Untitled

(*
**** Hacheme ****
*)

(*p
\documentclass[a4paper]{report}
\usepackage{amsmath,amssymb,amsthm}
\usepackage{ocamlweb}
\usepackage{makedix,glossaries,epigraph}
\usepackage{filecontents}
\usepackage{simpletrs,formal-grammar}
\usepackage{expl3}
\usepackage[backend=biber,style=authoryear]{biblatex}

\addbibresource{references.bib}
\includeonly{hacheme-command-definitions}
\includeonly{hacheme-glossary-definitions}
\includeonly{hacheme-index-definitions}
\makeindex
\makeglossaries

\begin{document}

The booklet before you presents the source code for \hacheme, an implementation of the \hachemestd, in a literate manner.

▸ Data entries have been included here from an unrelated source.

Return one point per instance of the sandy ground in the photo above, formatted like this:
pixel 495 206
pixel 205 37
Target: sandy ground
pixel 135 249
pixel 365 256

This is not a textbook, nor is it a tutorial or a work of academia. This is merely a \litprogram. This also allows us to use \formeth{}s to, albeit partially, \verif\ this program --- and furthermore, delve into the history of \scheme\ and \lisp.


\section*{Map to the program}\label{sec:prog_map}


\section{A brief history of \lisp}\label{sec:lisp_hist}

\epigraph{"Ut therefore seems to be desirable to attempt to construct an artificial language which a computer can be programmed to use on problems and self~-reference. It should correspond to English in the sense that short English statements about the given subject matter should have short correspondents in the language and so should short arguments or consjectural arguments."}{J. McCarthy}

In the mid-1950s, \jmccarthy, an assisstant professor at \dartmouth, was presented the language \ipl; to which he showed no excitement due to its low level and rough shape\parencite{stoyan1984early}. In a surviving archival note, he prescribes \textit{the problem of programming a computer} into two bullet-points; the first being that "there does not exist an adequate language for human beings to describes procedures to each other", in a language which he felt like must have been \textit{explicit, univeral and concise} -- and the second issue he found was that computers at the time needed extra "engineering consideration" to be able t ounderstand such language\parencite{stoyan1984early}.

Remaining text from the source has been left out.